Build the basic chain

Create a Text node first. This is where the user writes the raw idea, product description, script, or campaign direction.

Connect that Text node to an LLM node. In the LLM instruction, ask it to rewrite the input into a visual prompt with subject, scene, camera, lighting, style, constraints, and output format.

Then connect the LLM output to the prompt field of an Image node or Video node. The media model should read the LLM-generated prompt, not the original rough text.

A real RelayMe workflow screenshot where a Text node connects to a Gemini LLM node, then the generated prompt connects to an IMAGE2 image generation node.
Real workflow example: the Text node provides the raw request, Gemini rewrites it as a structured prompt, and IMAGE2 receives the LLM output for image generation.

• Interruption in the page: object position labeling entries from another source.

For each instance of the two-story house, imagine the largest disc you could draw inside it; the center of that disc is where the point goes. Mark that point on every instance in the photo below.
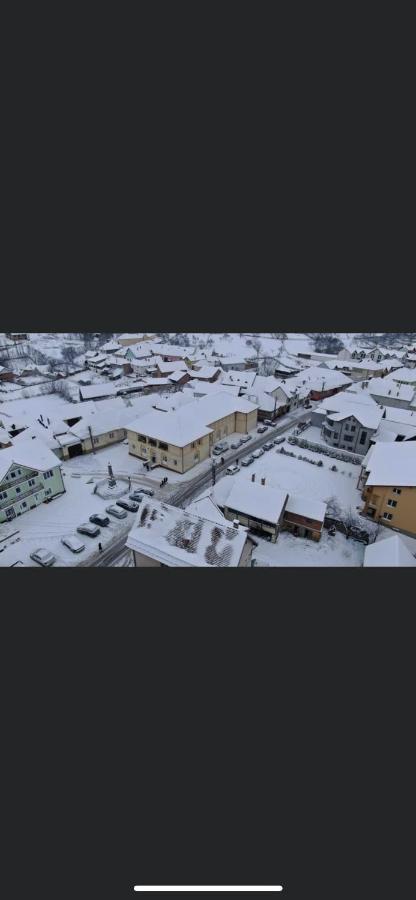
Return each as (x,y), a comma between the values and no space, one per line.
(30,474)
(388,485)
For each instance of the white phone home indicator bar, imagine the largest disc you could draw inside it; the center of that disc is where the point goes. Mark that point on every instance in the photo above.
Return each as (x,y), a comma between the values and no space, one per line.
(201,888)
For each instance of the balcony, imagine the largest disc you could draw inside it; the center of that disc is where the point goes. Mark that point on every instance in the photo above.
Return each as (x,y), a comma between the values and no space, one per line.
(35,490)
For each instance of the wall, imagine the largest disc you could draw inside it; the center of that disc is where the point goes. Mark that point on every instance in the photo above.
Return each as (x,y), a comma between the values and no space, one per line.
(177,459)
(31,495)
(336,435)
(404,514)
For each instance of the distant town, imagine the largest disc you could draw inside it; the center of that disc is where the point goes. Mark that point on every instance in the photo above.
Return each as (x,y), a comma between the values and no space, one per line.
(207,450)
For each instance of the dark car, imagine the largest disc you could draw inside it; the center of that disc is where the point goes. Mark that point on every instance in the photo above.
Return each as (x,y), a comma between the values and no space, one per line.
(88,529)
(129,505)
(247,461)
(99,519)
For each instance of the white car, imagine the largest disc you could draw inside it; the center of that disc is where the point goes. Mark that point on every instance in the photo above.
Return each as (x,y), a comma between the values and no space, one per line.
(43,557)
(73,544)
(117,512)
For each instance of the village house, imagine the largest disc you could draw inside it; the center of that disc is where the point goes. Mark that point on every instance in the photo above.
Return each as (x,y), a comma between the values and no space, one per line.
(30,474)
(304,518)
(165,536)
(388,485)
(391,552)
(17,336)
(348,422)
(126,340)
(257,507)
(180,440)
(6,374)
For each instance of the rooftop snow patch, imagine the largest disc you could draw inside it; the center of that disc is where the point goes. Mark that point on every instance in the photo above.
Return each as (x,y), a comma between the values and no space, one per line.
(175,537)
(392,464)
(258,500)
(390,552)
(32,454)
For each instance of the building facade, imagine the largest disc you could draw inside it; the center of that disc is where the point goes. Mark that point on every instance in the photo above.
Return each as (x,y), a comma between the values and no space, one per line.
(22,487)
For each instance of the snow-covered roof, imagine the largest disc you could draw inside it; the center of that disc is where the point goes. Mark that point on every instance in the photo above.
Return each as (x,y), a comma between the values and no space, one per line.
(303,506)
(205,508)
(404,375)
(367,416)
(385,388)
(172,428)
(392,464)
(390,552)
(242,379)
(31,453)
(205,372)
(261,501)
(402,416)
(175,537)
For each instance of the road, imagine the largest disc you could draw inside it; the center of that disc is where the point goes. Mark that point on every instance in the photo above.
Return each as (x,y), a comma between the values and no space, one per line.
(117,555)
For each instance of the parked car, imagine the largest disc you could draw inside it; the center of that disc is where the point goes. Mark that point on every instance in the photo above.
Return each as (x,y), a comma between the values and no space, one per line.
(73,544)
(43,557)
(116,512)
(136,497)
(247,461)
(220,448)
(129,505)
(100,519)
(89,529)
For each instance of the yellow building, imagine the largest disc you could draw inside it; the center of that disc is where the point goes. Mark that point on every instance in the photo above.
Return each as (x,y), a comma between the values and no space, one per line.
(182,438)
(126,340)
(388,483)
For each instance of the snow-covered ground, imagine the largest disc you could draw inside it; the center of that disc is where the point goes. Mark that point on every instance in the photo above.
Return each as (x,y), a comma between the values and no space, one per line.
(290,551)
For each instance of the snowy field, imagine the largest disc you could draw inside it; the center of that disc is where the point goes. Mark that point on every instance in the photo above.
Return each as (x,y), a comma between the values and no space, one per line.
(46,525)
(290,551)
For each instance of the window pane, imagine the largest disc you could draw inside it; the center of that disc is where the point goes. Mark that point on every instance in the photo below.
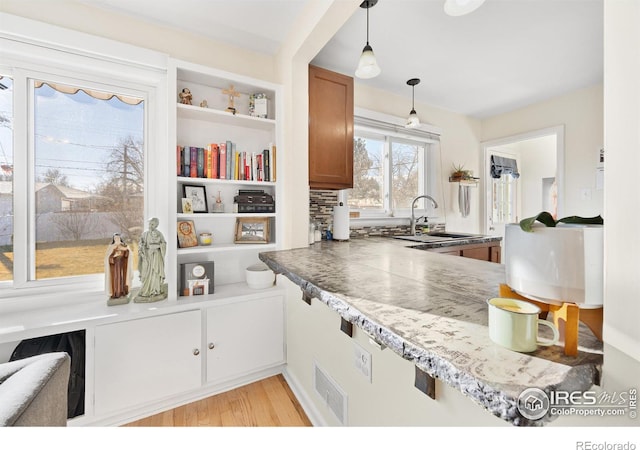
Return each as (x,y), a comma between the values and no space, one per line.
(405,169)
(504,199)
(6,179)
(89,172)
(367,192)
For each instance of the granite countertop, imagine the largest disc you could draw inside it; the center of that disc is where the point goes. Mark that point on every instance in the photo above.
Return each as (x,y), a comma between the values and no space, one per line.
(431,309)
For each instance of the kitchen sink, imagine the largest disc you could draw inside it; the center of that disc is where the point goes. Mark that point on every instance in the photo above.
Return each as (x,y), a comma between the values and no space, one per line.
(453,235)
(424,238)
(437,237)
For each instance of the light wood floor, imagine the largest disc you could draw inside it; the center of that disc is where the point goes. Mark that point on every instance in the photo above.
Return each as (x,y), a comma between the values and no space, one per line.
(266,403)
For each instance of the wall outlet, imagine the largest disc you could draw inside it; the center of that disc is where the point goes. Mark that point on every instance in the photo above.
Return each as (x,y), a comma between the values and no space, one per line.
(362,361)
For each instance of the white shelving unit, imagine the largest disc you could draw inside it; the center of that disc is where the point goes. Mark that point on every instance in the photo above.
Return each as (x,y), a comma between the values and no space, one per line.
(197,126)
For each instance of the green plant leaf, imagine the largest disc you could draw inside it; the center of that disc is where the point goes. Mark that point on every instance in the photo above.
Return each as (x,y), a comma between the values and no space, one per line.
(597,220)
(544,217)
(547,219)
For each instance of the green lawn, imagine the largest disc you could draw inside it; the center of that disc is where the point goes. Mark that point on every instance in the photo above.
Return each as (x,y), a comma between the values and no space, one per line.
(63,259)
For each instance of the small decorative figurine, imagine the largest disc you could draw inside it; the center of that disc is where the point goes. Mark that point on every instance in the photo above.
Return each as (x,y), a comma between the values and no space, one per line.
(151,252)
(185,96)
(232,93)
(118,271)
(218,206)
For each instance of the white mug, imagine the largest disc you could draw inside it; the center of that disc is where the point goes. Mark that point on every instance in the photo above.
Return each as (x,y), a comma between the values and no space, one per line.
(514,324)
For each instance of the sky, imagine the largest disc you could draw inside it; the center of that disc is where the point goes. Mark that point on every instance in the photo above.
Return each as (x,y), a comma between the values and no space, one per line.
(74,132)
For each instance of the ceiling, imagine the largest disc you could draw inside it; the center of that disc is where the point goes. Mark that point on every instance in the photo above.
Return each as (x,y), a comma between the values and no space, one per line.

Branch one idea into image and video

Once the LLM output is stable, you can branch it into multiple generation nodes.

For example, send the same structured visual prompt to an Image node for poster concepts, and to a Video node for a short motion version. If needed, add a second LLM node before video to rewrite the prompt into shot-by-shot language.

A practical LLM instruction

Use an instruction like: Rewrite the user input into a clear image or video generation prompt. Include subject, environment, visual style, camera angle, lighting, mood, composition, and negative constraints. Return only the final prompt.

This keeps the workflow predictable and makes it easier to reuse the same template for different products, scripts, or creative briefs.